Schéma 2 : Voie de synthèse n°2 reconstruite à partir de la littérature par mon prédécesseur C. Lemouchi.

Cette seconde voie se fait avec une étape supplémentaire et fait intervenir la protection des cétones par des acétals (contre des thioacétals dans la première voie). Cela permet de réduire les deux esters éthyliques sans dégrader les cétones. Après avoir obtenu le diol 6, les acétals sont déprotégés pour permettre la réduction des cétones par une réaction de Wolff-Kishner.

A ce jour, seul ces deux voies de synthèse, décrites dans la littérature, permettent d’obtenir le motif 1,4-diéthynylbicyclo[2.2.2]octane 9. Comparons-les afin de justifier le choix de la voie développée au laboratoire.

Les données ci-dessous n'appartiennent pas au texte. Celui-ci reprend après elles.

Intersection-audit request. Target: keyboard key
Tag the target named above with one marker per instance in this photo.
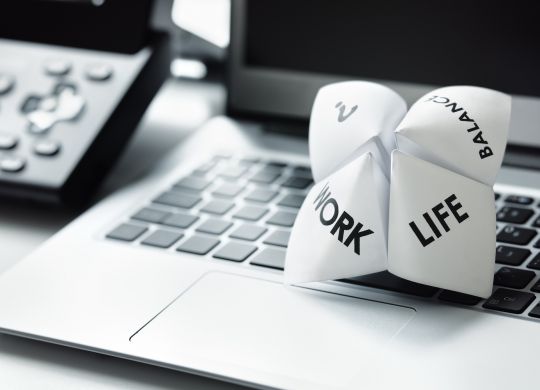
(271, 258)
(536, 286)
(510, 301)
(8, 141)
(235, 251)
(12, 164)
(178, 199)
(265, 176)
(249, 160)
(261, 195)
(251, 213)
(198, 245)
(513, 277)
(228, 190)
(298, 183)
(180, 220)
(219, 207)
(535, 312)
(204, 168)
(535, 262)
(462, 299)
(510, 255)
(282, 218)
(292, 200)
(193, 183)
(214, 226)
(302, 171)
(150, 215)
(514, 214)
(519, 199)
(248, 232)
(275, 165)
(127, 232)
(386, 281)
(162, 238)
(233, 172)
(279, 238)
(516, 235)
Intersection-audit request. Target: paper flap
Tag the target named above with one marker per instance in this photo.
(441, 227)
(461, 128)
(341, 228)
(345, 116)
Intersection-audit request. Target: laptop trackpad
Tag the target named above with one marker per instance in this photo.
(254, 329)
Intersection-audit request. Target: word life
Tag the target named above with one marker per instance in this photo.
(478, 138)
(440, 213)
(342, 222)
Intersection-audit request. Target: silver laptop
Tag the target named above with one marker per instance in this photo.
(183, 269)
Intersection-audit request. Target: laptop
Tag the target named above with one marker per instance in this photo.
(183, 268)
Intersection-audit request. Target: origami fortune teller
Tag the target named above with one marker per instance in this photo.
(408, 192)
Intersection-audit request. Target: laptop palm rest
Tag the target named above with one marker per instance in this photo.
(232, 323)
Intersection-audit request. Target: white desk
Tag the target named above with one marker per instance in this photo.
(179, 108)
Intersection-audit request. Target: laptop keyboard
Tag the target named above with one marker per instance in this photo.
(242, 210)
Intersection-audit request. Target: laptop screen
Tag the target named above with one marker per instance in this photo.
(284, 51)
(487, 43)
(111, 25)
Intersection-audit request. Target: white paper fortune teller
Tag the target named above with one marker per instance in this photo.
(426, 213)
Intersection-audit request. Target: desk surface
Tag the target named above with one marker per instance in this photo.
(179, 108)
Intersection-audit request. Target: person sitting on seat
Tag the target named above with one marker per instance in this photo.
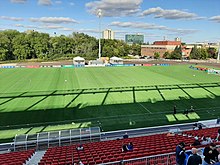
(124, 148)
(194, 159)
(130, 146)
(125, 136)
(196, 142)
(80, 147)
(204, 141)
(218, 134)
(192, 109)
(200, 127)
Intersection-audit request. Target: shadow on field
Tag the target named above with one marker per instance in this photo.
(134, 114)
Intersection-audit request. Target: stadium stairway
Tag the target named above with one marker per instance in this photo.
(16, 158)
(35, 158)
(110, 151)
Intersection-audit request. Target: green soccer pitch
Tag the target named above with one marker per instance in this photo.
(47, 99)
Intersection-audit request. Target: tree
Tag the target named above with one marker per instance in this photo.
(195, 53)
(21, 47)
(212, 53)
(166, 55)
(177, 53)
(156, 55)
(204, 54)
(4, 49)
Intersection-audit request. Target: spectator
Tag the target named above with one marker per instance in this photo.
(204, 141)
(192, 109)
(186, 112)
(209, 140)
(125, 136)
(195, 126)
(124, 148)
(170, 134)
(180, 154)
(211, 154)
(196, 142)
(174, 109)
(194, 159)
(130, 146)
(218, 134)
(79, 147)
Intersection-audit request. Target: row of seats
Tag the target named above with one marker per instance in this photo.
(110, 151)
(15, 158)
(211, 132)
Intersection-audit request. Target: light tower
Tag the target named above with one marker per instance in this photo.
(99, 13)
(218, 57)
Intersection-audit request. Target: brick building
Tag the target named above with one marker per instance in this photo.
(163, 46)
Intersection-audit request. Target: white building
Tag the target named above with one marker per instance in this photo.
(78, 61)
(108, 34)
(116, 60)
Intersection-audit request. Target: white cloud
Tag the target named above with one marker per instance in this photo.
(58, 2)
(147, 26)
(216, 18)
(138, 25)
(11, 18)
(53, 20)
(170, 14)
(72, 3)
(27, 26)
(18, 1)
(45, 2)
(115, 8)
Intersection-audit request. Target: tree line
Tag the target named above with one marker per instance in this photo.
(15, 45)
(201, 53)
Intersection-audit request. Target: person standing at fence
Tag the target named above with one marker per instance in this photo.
(218, 134)
(180, 154)
(174, 109)
(211, 154)
(194, 159)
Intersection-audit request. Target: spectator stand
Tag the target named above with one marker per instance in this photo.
(211, 123)
(45, 140)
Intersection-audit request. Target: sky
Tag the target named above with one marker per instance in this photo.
(191, 20)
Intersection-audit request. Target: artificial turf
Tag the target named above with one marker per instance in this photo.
(110, 97)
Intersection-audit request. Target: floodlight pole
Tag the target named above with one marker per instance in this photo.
(218, 57)
(99, 15)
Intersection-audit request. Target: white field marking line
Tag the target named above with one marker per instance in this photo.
(145, 108)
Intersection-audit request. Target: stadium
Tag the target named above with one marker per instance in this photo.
(64, 105)
(109, 82)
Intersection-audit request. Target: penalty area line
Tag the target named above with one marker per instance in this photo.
(144, 108)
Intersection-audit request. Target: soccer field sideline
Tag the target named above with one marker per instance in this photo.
(114, 96)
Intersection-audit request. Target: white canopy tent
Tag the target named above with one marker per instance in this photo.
(78, 61)
(116, 60)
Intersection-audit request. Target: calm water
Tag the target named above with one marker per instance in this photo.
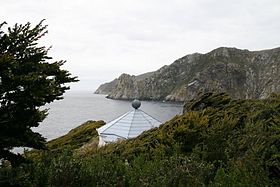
(79, 107)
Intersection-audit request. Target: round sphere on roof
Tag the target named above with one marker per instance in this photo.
(136, 103)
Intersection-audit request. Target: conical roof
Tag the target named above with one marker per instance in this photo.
(129, 125)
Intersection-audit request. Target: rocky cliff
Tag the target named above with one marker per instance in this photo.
(240, 73)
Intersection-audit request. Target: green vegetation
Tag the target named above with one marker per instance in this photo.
(218, 141)
(27, 81)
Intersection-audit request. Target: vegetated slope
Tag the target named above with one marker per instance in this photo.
(240, 73)
(218, 141)
(234, 141)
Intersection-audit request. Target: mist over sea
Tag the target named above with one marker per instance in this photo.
(79, 107)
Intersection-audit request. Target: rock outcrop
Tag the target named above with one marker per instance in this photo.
(240, 73)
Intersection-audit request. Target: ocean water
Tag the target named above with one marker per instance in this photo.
(79, 107)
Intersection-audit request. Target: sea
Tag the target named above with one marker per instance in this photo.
(77, 107)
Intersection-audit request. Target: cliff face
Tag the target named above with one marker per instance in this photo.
(240, 73)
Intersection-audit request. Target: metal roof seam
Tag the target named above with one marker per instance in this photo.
(121, 117)
(131, 122)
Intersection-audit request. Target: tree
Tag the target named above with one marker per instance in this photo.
(27, 81)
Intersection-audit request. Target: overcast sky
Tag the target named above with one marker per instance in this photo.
(100, 39)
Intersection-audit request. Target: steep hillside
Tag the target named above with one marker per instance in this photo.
(107, 88)
(240, 73)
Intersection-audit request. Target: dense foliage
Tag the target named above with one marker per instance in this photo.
(217, 142)
(27, 81)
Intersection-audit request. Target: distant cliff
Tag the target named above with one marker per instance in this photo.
(240, 73)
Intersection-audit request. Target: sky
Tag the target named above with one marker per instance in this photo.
(101, 39)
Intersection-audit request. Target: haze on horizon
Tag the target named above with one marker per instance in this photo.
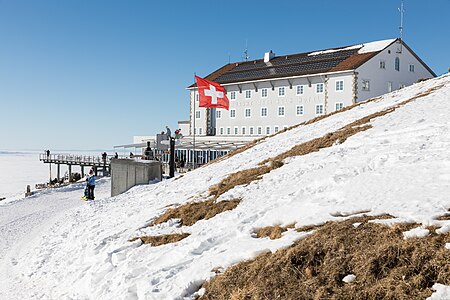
(92, 74)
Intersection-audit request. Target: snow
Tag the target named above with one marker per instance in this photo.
(54, 246)
(363, 48)
(349, 278)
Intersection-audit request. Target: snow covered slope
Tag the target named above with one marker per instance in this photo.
(400, 166)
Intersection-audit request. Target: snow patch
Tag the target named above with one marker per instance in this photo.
(417, 232)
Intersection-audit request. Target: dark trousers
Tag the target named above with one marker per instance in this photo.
(91, 192)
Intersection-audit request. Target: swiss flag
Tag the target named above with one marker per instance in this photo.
(211, 94)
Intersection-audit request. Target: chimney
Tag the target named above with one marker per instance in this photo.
(268, 56)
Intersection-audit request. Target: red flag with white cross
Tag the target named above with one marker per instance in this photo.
(212, 94)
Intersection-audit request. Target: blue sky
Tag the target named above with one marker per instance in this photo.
(90, 74)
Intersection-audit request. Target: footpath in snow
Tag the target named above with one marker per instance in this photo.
(400, 166)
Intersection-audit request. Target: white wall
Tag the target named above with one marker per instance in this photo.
(379, 78)
(308, 99)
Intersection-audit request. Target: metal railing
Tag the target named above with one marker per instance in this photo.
(75, 159)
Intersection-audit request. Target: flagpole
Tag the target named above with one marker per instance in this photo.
(194, 116)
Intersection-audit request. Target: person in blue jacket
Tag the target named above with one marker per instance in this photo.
(91, 184)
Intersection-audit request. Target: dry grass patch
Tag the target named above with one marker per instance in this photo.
(339, 136)
(192, 212)
(272, 232)
(386, 266)
(158, 240)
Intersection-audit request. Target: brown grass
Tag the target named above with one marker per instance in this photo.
(386, 266)
(190, 213)
(158, 240)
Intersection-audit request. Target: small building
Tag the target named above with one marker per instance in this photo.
(274, 92)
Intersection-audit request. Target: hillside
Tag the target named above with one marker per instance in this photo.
(385, 162)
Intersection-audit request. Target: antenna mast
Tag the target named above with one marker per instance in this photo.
(402, 11)
(246, 57)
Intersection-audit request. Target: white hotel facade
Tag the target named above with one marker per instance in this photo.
(269, 94)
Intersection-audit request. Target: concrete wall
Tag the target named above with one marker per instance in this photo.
(126, 173)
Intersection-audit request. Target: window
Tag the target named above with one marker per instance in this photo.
(264, 93)
(319, 88)
(319, 109)
(260, 130)
(263, 111)
(365, 85)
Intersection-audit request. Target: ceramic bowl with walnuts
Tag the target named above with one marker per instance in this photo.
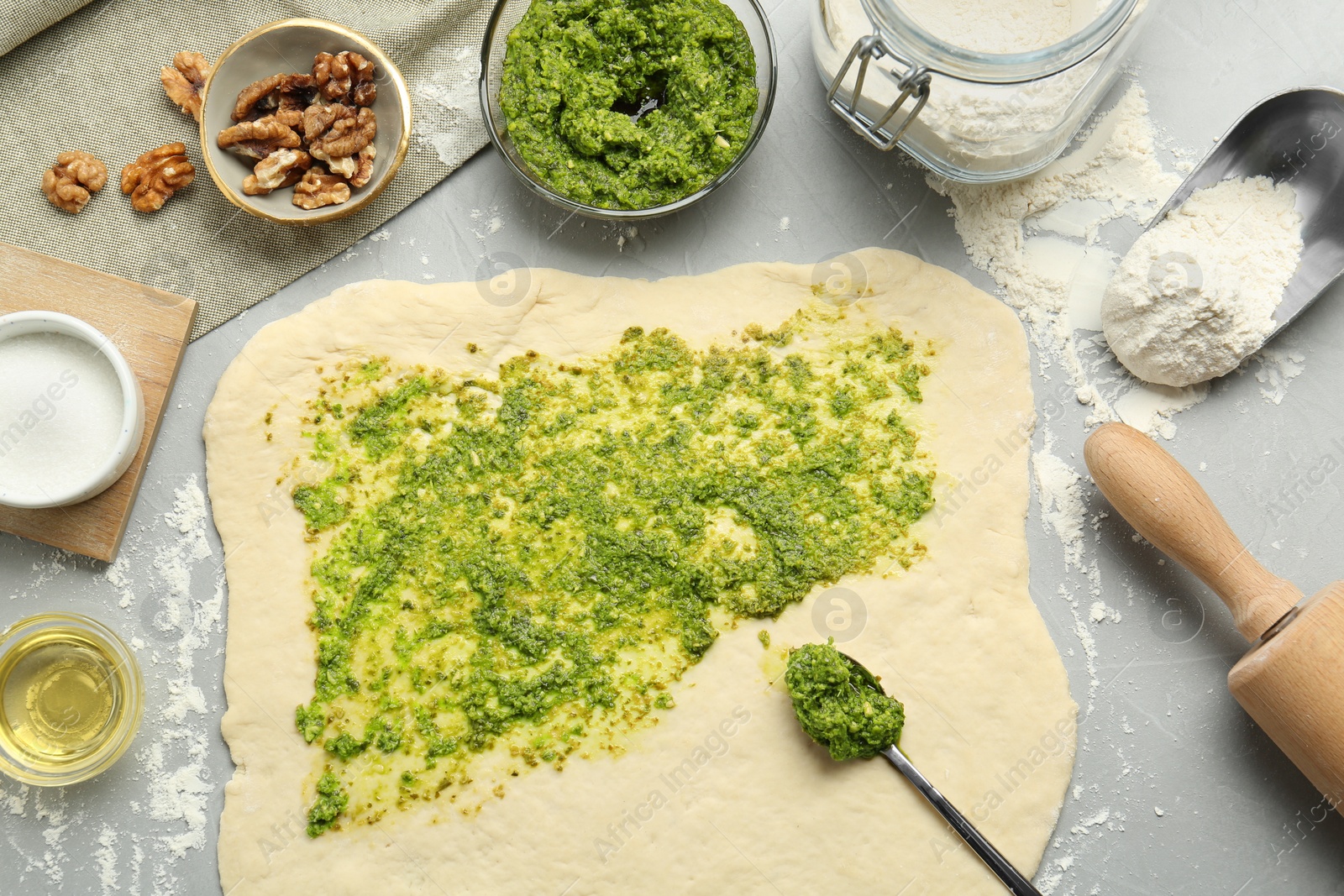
(275, 175)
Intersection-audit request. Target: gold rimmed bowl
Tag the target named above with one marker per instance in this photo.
(291, 46)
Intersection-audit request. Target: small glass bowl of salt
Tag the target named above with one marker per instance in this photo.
(71, 411)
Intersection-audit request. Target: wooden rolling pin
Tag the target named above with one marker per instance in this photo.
(1292, 680)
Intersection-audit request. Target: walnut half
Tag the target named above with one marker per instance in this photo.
(347, 136)
(259, 139)
(346, 76)
(281, 168)
(156, 175)
(71, 181)
(320, 188)
(185, 80)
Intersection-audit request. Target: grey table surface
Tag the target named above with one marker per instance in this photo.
(1236, 819)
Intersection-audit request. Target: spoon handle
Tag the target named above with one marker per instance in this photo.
(1011, 878)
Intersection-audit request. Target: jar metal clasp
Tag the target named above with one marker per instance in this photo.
(913, 82)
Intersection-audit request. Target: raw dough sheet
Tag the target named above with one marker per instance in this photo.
(726, 794)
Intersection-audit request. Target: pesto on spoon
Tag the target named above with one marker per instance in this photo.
(843, 707)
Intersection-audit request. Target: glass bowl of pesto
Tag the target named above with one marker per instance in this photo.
(627, 109)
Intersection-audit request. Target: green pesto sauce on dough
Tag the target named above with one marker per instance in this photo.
(577, 73)
(519, 570)
(840, 708)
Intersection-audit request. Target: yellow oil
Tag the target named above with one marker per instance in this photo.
(62, 694)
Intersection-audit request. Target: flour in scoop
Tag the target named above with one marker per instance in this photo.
(60, 412)
(1198, 291)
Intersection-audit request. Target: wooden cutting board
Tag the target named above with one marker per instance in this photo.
(151, 329)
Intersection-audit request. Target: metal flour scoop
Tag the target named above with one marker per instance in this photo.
(1296, 136)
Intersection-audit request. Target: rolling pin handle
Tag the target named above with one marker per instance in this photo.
(1166, 506)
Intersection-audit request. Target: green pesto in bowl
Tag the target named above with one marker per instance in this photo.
(629, 105)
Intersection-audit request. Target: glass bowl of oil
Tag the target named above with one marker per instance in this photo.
(71, 699)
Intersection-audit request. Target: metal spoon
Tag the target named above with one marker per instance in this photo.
(1012, 879)
(1294, 136)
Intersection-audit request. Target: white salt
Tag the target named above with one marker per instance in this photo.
(60, 411)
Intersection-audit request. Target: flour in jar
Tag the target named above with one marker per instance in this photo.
(992, 129)
(1005, 26)
(1198, 291)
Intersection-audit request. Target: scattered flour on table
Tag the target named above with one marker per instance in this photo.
(1057, 285)
(1277, 369)
(1062, 506)
(107, 857)
(1196, 293)
(1151, 407)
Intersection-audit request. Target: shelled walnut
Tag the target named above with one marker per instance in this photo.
(320, 188)
(156, 175)
(346, 76)
(286, 123)
(259, 139)
(185, 80)
(73, 179)
(363, 165)
(349, 134)
(282, 168)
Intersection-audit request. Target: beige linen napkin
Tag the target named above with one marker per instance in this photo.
(91, 81)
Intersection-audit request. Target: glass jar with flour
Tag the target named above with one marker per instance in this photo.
(978, 90)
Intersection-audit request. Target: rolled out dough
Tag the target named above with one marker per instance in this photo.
(726, 794)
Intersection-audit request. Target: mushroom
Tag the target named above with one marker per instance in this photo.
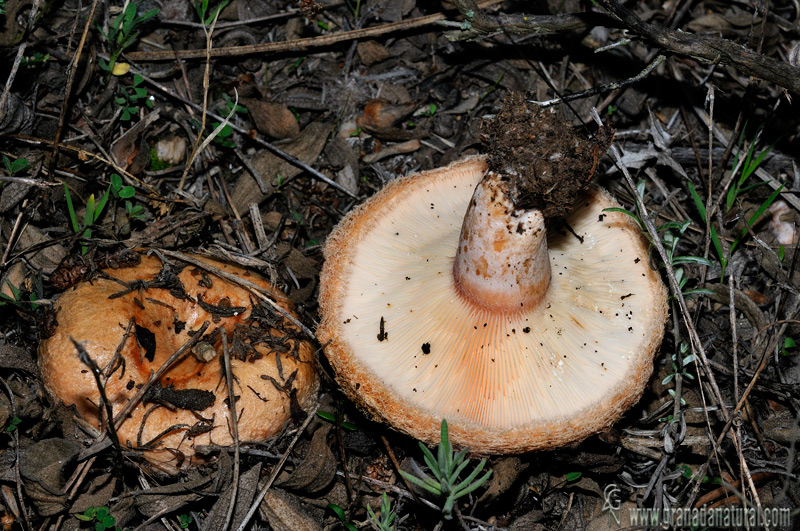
(442, 298)
(273, 368)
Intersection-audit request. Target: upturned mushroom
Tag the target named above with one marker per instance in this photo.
(444, 296)
(162, 308)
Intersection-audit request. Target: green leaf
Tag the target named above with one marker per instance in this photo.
(420, 483)
(73, 218)
(678, 260)
(698, 203)
(116, 181)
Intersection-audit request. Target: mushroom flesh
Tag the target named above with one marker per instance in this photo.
(273, 368)
(441, 299)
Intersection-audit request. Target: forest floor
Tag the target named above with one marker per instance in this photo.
(102, 123)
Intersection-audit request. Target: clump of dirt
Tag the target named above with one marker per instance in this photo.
(547, 161)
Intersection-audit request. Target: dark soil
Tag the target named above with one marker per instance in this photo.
(548, 162)
(316, 127)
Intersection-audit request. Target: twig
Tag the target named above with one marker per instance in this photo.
(199, 144)
(608, 87)
(235, 425)
(257, 290)
(478, 23)
(295, 45)
(105, 404)
(17, 477)
(276, 470)
(263, 143)
(73, 68)
(711, 49)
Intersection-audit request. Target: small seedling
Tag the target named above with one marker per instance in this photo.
(132, 97)
(342, 517)
(123, 33)
(715, 239)
(101, 517)
(126, 192)
(354, 9)
(206, 16)
(16, 299)
(446, 468)
(93, 212)
(13, 424)
(184, 520)
(384, 522)
(430, 111)
(670, 233)
(337, 419)
(685, 361)
(789, 347)
(35, 60)
(18, 166)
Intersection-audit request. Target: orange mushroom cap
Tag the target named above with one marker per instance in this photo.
(271, 365)
(440, 300)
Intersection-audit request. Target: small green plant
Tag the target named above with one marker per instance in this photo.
(35, 60)
(686, 359)
(184, 520)
(93, 212)
(467, 22)
(738, 187)
(715, 239)
(336, 418)
(126, 192)
(749, 166)
(789, 347)
(342, 517)
(384, 522)
(206, 16)
(101, 517)
(13, 424)
(123, 33)
(18, 166)
(446, 468)
(354, 9)
(670, 234)
(430, 111)
(16, 298)
(131, 99)
(223, 137)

Elles commencent par deux étapes communes. La première consiste en la formation d’un premier motif cyclohexane 1 à partir de la condensation de Dieckmann de deux molécules de succinate de diéthyle. La seconde est l’introduction de la troisième pale du rotor par réaction en milieu basique du diester avec du 1,2-dibromoéthane.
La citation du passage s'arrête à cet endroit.